When developing online documents, have you solved this technical difficulty?

When developing online documents, have you solved this technical difficulty?

"Times make heroes" is an eternal truth. In the current era, online documents can be called such "heroes".

The rapid development of the new generation of information technology has profoundly affected our work and lifestyle. In recent years, remote work has completely overturned the traditional enterprise management model, and online documents, as an important part of remote work software, have also ushered in rapid development.

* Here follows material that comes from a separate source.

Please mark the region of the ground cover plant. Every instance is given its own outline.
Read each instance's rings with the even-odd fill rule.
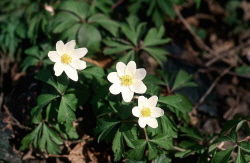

Nowadays, even though there are online office products such as Tencent Docs, Graphite Docs, Feishu, Yuque and Lingxi Docs in the market, online documents themselves still face many challenges in terms of functions, technology, data security, services, ecology, etc., such as data processing efficiency, multi-person collaboration, secondary expansion, system integration, framework compatibility issues, etc.

From a technical perspective, online, data processing, and multi-person collaboration are the most critical technical indicators for developing online document systems. However, online and data processing both have relatively mature technical solutions, and are not difficult to implement. Therefore, multi-person collaboration is the core factor that affects the usability of online document systems.

What is multiplayer collaboration?

Multi-person collaboration means that multiple people can edit the same document at the same time, and users can see the changes made by others without refreshing. Google Docs, Tencent Docs, Shimo Docs, Quip, etc. all have multi-person collaboration functions.

So, how is multi-person collaboration achieved?

If any information is to be edited and displayed by multiple people in real time, the following three steps need to be implemented:

  • Operationalization
  • Transmittable
  • Restoreable

These three steps are similar to the encoding and decoding process: first, the information is converted into a set of operations, then the operations are transmitted to other terminals through the network, and finally the operations are restored to information at the local terminal.

These steps may seem simple, but each step involves a lot of details. For example, during the operationalization process, when segmenting and combining information, how can we ensure that all changes in information can be decomposed into a set of operations? How can we make the operations cover all changes in information? How can we determine the granularity of segmentation?

The following points need to be considered for transferability:

1. Transmission content

  • Original text

Ⅰ. Clarity

II. Redundancy

  • Compression Technology

Ⅰ. Logical Compression

II. Protocol Compression

III. Manual compression

2. Network Protocol

  • Socket

I. TCP

Ⅱ.UDP

  • HTTP
  • WebSocket

3. QoS (Quality of Service)

  • Fail Fast
  • Automatic rollback
  • Automatic reconnection
  • Automatic recovery

Restorable mainly involves:

1. Restoration of absolute operation

  • Control volume
  • Reasonable Tips

2. Relative operation restoration

  • Strict order
  • Ensure order from the source
  • Sequential Remedies

3. Restoration of local operations

  • Filter the received operation set
  • Refine the operation particles from the source
  • Save locally and execute locally

4. Non-intrusive restoration

  • Defining Intrusion
  • Exclude intrusion
  • Thousands of people, thousands of faces

After understanding the basic principles of multi-person collaboration, let's study its technical difficulties.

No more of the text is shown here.